Il y a une dizaine d’années, alors qu’émergeait au sein du monde du travail la question du stress et de la souffrance qui pouvait y être liée, j’intervenais au sein d’un Comité d’hygiène et de sécurité1 d’une grande entreprise dont l’un des salariés venait de faire une tentative de suicide sur son lieu de travail. J’allais exposer aux participants présents, représentants de la direction des ressources humaines et partenaires sociaux, les actions qui pourraient être mises en place pour réduire le stress et prévenir les situations à risques pour les salariés. Avant même de prendre la parole, je suis assez violemment apostrophé par l’un des membres de cette commission. « Dites-nous d’abord si vous êtes du côté du patron ou du côté des salariés ». J’avoue avoir été déstabilisé par cette question, pensant que travailler à améliorer le bien-être des salariés dans une entreprise était une approche « gagnant-gagnant » et bénéficiait tout autant aux individus qu’à l’entreprise. Je pensais aussi qu’en tant qu’expert, je n’étais pas là pour m’inscrire dans un « camp » mais expliquer comment le stress pouvait se développer dans un environnement de travail et comment il pouvait être combattu2.

Hélas, aujourd’hui encore, l’abord des risques psychosociaux arrive difficilement à faire l’objet d’un consensus dans le monde du travail. Bien sûr, en 2004, un accord européen avait été signé par l’ensemble des partenaires sociaux des 15 pays de l’Union. Cet accord avait même été transposé en France en 2008 au niveau interprofessionnel avec l’aval de l’ensemble des syndicats patronaux et de salariés sur la question du stress au travail. Mais, comme les débats avaient été rudes et laissent encore des traces ! Les positions assez idéologiques sont malheureusement trop fréquentes entre un patronat et des directions d’entreprises qui voient dans le stress uniquement des manifestations de faiblesse psychologique de salariés et celles de certains syndicats qui expliquent tout par une organisation du travail délétère et des formes de management harcelante. En fait, la posture sérieuse est de considérer que ces deux visions du stress professionnel (individuelles et environnementales) se complètent plutôt qu’elles ne s’excluent. Reconnaître une partie de vérité des deux côtés, comme l’établissent les nombreuses recherches scientifiques réalisées dans ce domaine3 et travailler à construire un consensus de diagnostic puis d’action tant au niveau collectif qu’individuel est difficile dans notre pays, contrairement à nombreux de nos voisins, surtout d’Europe du Nord, chez qui ces questions sont abordées sereinement et les réponses largement consensuelles.
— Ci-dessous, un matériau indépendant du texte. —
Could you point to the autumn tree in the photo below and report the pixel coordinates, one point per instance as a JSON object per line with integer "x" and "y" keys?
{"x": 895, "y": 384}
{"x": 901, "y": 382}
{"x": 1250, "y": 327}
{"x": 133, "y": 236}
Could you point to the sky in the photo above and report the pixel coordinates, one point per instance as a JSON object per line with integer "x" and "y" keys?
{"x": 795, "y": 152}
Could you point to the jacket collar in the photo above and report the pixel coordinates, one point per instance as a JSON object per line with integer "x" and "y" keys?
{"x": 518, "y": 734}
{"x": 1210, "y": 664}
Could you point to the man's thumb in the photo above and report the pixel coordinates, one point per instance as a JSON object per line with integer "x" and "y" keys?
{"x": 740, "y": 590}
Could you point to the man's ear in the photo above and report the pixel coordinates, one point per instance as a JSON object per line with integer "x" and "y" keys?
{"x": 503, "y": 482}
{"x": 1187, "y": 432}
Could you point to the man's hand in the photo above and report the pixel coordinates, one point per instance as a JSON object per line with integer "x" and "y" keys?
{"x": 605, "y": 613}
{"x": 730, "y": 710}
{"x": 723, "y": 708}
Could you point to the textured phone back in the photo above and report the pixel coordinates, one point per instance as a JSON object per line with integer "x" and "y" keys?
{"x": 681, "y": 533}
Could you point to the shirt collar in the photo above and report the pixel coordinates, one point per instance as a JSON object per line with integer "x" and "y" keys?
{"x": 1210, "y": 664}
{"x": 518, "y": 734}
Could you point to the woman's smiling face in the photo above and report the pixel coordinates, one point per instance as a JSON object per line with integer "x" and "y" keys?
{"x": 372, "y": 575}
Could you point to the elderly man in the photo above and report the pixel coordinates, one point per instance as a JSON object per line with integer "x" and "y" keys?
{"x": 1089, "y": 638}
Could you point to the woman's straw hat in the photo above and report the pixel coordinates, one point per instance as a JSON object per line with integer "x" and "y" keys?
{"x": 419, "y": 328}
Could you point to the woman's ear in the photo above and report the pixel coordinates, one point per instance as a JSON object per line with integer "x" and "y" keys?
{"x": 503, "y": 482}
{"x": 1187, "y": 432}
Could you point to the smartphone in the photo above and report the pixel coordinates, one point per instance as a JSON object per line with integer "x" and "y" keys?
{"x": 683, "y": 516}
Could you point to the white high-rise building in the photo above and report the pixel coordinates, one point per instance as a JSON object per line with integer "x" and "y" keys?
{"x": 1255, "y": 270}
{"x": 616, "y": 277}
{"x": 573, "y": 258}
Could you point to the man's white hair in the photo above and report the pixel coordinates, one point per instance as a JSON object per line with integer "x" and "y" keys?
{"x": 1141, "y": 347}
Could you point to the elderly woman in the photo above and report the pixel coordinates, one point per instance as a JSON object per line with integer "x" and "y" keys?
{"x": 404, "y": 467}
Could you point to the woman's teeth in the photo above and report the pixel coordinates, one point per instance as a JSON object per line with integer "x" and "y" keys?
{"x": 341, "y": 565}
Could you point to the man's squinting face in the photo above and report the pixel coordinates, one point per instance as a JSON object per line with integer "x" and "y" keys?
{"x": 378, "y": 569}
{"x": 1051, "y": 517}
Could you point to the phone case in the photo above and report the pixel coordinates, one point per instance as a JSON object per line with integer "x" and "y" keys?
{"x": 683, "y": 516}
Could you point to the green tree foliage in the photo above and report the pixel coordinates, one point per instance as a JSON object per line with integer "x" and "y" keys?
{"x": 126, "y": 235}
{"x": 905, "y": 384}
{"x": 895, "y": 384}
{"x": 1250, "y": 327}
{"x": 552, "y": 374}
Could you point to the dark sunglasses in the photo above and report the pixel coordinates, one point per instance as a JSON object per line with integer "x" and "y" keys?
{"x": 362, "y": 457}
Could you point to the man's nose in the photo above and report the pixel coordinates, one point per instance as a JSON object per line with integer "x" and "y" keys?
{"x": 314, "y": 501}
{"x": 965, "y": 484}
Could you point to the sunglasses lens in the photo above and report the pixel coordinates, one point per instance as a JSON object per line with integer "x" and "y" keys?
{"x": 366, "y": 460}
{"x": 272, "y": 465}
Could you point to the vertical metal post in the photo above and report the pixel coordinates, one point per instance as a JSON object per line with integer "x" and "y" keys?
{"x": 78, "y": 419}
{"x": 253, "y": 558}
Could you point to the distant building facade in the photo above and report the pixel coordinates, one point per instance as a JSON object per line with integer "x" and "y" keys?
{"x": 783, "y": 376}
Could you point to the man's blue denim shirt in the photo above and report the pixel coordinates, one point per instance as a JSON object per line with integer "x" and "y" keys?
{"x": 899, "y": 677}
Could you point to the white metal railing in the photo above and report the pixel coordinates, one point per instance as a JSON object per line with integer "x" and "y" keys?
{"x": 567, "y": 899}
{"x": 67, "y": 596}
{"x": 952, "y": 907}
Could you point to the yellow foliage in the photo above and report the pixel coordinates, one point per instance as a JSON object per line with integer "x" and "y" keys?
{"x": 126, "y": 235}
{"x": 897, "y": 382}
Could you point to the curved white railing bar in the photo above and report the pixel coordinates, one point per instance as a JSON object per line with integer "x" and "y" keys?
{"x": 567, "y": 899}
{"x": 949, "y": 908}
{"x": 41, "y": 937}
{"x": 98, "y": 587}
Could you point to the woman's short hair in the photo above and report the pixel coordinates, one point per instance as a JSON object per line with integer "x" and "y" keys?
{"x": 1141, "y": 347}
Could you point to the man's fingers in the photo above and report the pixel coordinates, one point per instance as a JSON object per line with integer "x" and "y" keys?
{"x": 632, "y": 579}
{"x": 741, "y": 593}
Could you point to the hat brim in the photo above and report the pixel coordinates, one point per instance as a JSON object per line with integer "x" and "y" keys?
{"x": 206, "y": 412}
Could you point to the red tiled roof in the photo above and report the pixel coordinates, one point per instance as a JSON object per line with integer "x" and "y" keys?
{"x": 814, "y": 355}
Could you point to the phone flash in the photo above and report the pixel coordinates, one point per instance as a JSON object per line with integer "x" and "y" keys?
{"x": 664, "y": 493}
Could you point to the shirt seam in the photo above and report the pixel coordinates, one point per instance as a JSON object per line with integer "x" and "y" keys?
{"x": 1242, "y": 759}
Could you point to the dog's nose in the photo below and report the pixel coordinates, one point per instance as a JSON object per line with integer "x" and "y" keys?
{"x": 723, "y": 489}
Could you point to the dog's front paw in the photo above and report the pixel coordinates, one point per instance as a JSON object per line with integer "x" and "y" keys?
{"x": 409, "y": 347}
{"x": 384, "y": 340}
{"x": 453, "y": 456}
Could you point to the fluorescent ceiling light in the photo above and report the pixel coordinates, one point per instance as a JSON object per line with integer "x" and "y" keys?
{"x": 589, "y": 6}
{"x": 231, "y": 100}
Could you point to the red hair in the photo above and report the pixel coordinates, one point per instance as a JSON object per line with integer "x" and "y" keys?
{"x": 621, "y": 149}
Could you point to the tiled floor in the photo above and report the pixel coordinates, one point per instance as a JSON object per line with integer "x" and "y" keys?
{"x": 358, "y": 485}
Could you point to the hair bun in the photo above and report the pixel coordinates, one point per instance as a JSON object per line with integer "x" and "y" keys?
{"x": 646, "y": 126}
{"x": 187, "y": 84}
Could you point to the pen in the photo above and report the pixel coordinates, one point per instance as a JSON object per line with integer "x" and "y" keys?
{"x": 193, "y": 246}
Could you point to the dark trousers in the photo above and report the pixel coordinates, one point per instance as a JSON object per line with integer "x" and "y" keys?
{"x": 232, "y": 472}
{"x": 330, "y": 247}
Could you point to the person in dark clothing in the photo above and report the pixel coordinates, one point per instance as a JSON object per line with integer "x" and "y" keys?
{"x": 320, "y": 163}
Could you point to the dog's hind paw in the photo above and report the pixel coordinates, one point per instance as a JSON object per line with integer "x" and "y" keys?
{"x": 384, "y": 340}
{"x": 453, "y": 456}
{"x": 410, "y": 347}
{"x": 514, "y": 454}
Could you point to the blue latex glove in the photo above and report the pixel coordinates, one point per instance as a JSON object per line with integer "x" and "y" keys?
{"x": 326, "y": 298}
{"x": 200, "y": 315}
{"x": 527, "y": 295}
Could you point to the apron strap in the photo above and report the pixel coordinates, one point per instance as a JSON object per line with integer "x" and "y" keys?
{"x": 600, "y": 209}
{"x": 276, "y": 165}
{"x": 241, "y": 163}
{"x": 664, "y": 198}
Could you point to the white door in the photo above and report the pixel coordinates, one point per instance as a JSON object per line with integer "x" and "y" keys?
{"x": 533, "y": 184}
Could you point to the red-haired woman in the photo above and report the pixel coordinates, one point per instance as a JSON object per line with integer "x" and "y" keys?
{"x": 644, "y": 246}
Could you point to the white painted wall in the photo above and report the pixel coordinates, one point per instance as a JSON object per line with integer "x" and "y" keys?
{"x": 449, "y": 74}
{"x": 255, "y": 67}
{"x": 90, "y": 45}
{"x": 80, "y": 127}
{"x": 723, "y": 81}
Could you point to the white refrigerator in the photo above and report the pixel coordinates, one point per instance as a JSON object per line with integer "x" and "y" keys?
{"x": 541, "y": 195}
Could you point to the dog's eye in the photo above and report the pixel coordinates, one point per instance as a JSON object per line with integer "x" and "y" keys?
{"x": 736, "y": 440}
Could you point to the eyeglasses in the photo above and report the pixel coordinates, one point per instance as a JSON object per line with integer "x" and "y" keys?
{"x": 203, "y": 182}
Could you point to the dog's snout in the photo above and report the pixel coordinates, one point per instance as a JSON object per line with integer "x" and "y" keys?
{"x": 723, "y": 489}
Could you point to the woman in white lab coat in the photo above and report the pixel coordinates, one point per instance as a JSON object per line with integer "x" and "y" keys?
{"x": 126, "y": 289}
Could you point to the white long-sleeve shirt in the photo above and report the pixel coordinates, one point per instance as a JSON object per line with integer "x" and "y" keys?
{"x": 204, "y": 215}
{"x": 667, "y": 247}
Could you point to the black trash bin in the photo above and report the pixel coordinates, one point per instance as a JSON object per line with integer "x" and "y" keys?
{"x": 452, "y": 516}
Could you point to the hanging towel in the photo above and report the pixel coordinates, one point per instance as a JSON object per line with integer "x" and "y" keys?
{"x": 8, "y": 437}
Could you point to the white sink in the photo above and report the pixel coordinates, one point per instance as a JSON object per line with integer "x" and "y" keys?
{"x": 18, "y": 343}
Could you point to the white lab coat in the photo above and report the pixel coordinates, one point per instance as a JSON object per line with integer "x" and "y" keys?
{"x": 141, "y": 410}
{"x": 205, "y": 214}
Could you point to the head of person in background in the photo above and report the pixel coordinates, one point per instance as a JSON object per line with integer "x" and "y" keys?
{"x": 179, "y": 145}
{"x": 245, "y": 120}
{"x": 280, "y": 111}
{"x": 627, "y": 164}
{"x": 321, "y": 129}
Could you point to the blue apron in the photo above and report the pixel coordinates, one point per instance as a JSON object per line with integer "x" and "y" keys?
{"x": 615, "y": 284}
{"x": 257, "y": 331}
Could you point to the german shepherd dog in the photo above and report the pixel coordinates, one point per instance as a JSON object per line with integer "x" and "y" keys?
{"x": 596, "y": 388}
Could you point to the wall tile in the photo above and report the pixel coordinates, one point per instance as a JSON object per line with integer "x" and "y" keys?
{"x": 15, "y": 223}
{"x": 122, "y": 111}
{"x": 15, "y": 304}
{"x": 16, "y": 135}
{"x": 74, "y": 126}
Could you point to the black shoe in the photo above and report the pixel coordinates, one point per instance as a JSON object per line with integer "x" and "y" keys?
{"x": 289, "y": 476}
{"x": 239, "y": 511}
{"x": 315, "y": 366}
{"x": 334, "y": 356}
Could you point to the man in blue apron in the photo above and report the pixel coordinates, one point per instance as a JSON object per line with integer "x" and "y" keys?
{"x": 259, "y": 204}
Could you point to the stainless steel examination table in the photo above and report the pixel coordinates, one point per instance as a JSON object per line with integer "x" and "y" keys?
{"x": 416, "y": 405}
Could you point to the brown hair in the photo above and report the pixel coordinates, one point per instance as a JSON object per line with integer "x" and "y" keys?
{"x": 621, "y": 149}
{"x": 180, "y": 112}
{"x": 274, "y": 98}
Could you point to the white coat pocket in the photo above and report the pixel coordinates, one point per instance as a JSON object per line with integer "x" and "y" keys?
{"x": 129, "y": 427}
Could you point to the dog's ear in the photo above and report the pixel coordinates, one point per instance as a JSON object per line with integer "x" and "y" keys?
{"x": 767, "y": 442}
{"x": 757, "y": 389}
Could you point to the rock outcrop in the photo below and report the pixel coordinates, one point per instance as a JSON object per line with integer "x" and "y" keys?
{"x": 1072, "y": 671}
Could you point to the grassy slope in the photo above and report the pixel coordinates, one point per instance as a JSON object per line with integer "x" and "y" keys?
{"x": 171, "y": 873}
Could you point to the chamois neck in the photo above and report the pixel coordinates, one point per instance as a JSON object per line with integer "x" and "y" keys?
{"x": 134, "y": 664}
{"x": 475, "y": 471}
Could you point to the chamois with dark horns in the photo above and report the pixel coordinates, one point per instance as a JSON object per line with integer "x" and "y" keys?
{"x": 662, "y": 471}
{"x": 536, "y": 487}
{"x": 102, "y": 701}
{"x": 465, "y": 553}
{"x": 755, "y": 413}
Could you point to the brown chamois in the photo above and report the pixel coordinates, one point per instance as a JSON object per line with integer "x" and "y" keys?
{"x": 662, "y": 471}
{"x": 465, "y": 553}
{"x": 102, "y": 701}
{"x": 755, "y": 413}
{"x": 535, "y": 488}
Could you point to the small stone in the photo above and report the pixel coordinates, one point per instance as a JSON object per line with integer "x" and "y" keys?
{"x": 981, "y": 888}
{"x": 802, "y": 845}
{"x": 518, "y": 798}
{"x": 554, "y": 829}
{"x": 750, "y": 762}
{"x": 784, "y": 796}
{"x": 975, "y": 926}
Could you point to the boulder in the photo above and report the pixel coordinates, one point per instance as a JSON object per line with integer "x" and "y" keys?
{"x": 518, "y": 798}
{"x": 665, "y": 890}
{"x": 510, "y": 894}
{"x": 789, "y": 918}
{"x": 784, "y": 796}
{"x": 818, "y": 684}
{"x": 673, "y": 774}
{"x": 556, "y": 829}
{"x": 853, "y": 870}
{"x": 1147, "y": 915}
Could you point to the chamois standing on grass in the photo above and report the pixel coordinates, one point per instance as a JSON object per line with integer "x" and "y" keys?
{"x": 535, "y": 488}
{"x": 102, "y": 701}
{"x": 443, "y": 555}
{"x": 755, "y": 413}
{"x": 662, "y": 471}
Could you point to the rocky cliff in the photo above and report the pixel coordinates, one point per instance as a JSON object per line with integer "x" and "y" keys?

Ce difficile consensus s’explique en partie par l’importante défiance qui existe dans le monde du travail. Au vu des nombreuses enquêtes internationales, la France est un pays où la confiance à autrui est plus faible que dans les autres pays de niveau de développement comparable4. Au sein des entreprises, nous sommes le pays où les syndicats ont le moins de confiance dans le patronat et réciproquement, d’où la dureté du dialogue social aboutissant rarement à des consensus.

Dans une récente enquête française réalisée auprès de milliers de salariés, 12% seulement des répondants indiquaient qu’ils faisaient confiance aux syndicats pour améliorer leur bien-être au travail et encore moins (4%) à la direction de leur entreprise. L’immense majorité (74%) estimait que c’était à eux-mêmes qu’ils faisaient le plus confiance dans ce domaine5. Ce repli sur soi quasi narcissique, et l’individualisme qui en résulte, se nourrissent des difficultés du consensus dans le monde du travail. Ils compromettent aussi sérieusement l’indispensable collectif qui doit s’y développer.

1 Comité d’hygiène, de sécurité et des conditions de travail

2 Légeron P. Le stress au travail. Odile Jacob, Paris 2001,2003

3 Bellego M., Légeron P., Ribéreau-Gayon H. Les risques psychosociaux au travail. Les difficultés des entreprises à mettre en place des actions de prévention. De Boeck, Bruxelles 2012

4 Algan Y., Cahuc P., Zylberberg A. La fabrique de la défiance. Albin Michel, Paris 2012

5 Krauze J., Méda D., Légeron P., Schwartz Y. Quel travail voulons-nous ? La grande enquête. Les Arènes, Paris 2012.